Zynga, the online game maker of hits like FarmVille and CityVille issued its Q4 2011 earnings report on Tuesday, its first since its IPO in December. Zynga recorded a profit of USD37.2 million, or 5 cents a share, on an adjusted basis, a drop from the year-earlier period. While its revenue totaled USD 311.2 million, a 59% increase from the year-earlier period, it was a mere 1.4% gain from the previous quarter.

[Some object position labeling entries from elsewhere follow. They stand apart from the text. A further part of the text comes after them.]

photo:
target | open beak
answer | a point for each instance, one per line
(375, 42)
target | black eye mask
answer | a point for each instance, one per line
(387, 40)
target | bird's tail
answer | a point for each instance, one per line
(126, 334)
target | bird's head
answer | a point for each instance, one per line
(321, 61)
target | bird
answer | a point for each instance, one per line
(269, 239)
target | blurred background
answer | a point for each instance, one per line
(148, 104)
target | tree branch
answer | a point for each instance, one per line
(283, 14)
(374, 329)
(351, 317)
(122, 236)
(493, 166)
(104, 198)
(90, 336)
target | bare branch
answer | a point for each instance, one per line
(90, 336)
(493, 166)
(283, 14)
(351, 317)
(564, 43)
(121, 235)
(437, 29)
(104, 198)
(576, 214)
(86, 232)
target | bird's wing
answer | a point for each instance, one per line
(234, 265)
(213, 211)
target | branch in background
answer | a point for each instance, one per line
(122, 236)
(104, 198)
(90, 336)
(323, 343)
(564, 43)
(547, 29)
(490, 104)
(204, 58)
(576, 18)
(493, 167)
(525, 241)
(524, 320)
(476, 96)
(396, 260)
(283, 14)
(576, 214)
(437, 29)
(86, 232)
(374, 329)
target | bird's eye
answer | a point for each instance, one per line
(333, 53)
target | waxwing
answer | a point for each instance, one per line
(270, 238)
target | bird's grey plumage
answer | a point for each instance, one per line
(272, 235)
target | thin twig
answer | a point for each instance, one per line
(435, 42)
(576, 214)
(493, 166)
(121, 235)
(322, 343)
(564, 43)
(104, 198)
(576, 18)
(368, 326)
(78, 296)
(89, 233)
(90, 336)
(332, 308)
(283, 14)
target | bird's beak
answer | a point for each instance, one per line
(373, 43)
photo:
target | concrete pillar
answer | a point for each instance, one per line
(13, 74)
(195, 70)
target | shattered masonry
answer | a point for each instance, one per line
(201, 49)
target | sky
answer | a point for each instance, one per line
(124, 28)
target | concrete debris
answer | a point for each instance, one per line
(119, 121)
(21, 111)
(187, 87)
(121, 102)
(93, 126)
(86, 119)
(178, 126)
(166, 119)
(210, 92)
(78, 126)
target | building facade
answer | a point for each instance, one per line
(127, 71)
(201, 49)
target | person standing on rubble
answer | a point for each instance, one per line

Still, on both metrics, the company managed to beat analysts’ expectations.
“We saw great momentum in mobile and advertising and ended the year with a strong pipeline of new games,” Zynga’s chief executive and founder, Mark Pincus, said in a statement. “We are excited about the opportunities in front of us to continue delighting our current players and to bring play to millions of new people.”
On an unadjusted basis, Zynga did report a net loss of $435 million, mainly because of USD 510 million in stock-based compensation to employees that was booked after the company’s I.P.O.
Investors are sending down the Zynga around 9% as we speak, having risen nearly 7% in yesterday’s session. “It was a little softer than what we were expecting,” Ken Sena, an Evercore Partners analyst said in an interview late Tuesday, referring to the company’s revenue. “It’s early days, but based on our view we do feel the stock price is ahead of itself.”
Zynga, which still makes the vast majority of its money on Facebook’s platform, is trying to become less dependent on the world’s largest social network and its original stable of hits. In the last few months, it has introduced two major franchises, CastleVille and Hidden Chronicles, and increased its investments in mobile platforms. The San Francisco-based company is also preparing to introduce Project Z, its independent gaming platform that uses Facebook Connect, which is currently being tested internally. In its earnings conference call with investors, Zynga said it was closely tracking the online gambling industry and would be well positioned to develop new projects in that category, based on the success of Zynga Poker, one of its earlier franchises.
“We’ve been investing heavily to build out our product pipeline,” said John Schappert, Zynga’s chief operating officer, in an interview. “The more fun, accessible and social a game is, the more players become payers.” Zynga’s mobile platform had 15 million daily active users by the end of 2011, Mr. Schappert added.
Including today’s drop, the Zynga share is trading at a 12-months forward PE-ratio of 42x on an expected earnings growth of 41%. This compares to our top-pick G5 Entertainment which trades at a 12-months forward PE-ratio of 14x on an expected earnings growth of 68%.
I am long G5 Entertainment and you should be too!